After being so vocal about how to be a bad data scientist, I thought I should even out the play field by giving some hints on how to become a good data scientist. The other side of the medal.
My strong feeling is that is you just start in the field for employment or salary reasons, you start on the wrong foot. You should first look at your passions. Here it is interesting to take a few seconds to lookup the word passion as defined on Dictionary.com:
- any powerful or compelling emotion or feeling, as love or hate.
- strong amorous feeling or desire; love; ardor.
- strong sexual desire; lust.
- an instance or experience of strong love or sexual desire.
- a person toward whom one feels strong love or sexual desire.
- strong or extravagant fondness, enthusiasm, or desire for anything: a passion for music.
- the object of such a fondness or desire:Accuracy became a passion with him.

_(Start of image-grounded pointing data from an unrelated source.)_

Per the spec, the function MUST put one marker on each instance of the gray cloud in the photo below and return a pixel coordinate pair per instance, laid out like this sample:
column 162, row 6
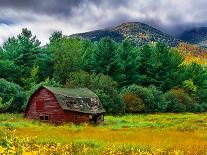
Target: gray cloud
column 72, row 16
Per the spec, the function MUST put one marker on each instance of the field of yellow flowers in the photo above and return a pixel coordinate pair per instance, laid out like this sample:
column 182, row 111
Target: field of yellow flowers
column 155, row 134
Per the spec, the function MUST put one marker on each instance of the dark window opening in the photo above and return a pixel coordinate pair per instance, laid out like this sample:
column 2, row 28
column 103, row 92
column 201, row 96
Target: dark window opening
column 44, row 118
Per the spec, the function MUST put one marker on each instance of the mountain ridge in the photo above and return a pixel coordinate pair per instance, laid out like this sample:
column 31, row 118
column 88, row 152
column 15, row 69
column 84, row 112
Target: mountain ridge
column 137, row 32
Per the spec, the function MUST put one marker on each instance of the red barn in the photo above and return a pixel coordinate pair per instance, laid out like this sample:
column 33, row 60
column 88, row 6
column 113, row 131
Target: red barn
column 59, row 105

Hopefully the scope of your passion for data science does not involve definitions 2, 3, 4 or 5. But is driven by a strong fondness and enthusiasm for data science! If so you are on the right track and my first advise would be: do not try to swallow the ocean in one sip. Zoom on one aspect of that passion, the one that piqued you interest first. See how you could apply it in a real-world problem and learn along the way. For example, in my case, I got passionate about artificial life long time ago. That evolved in becoming fond in a form of reinforcement learning, the genetic algorithms and genetic programming around 2012. As time passed, I grew my interests in machine learning and deep learning, learned about it by reading books, taking online courses and taking a graduate course while studying for my master’s degree. At that time, I had the hope to apply it to the project I had for my master thesis, but sometime plan changes. So, in short you need to follow your heart here.
If you go with such an approach, you will avoid many of the pitfall I mentioned in the first post. You won’t come to expect a “clean” data set as your input since you’ll have applied it to a few real case examples as you learned. You will learn along the way how to gather data, how to clean it, how to interpret it… it will benefit you in two ways. First you will learn one of the essential skills, data cleaning. But most importantly, it will grow your inquisitive mind. Something that I never seen a single course being able to do. Again, I do not think this is a skill you can get in a few weeks, it requires a mind shift that you will acquire through repeated practice.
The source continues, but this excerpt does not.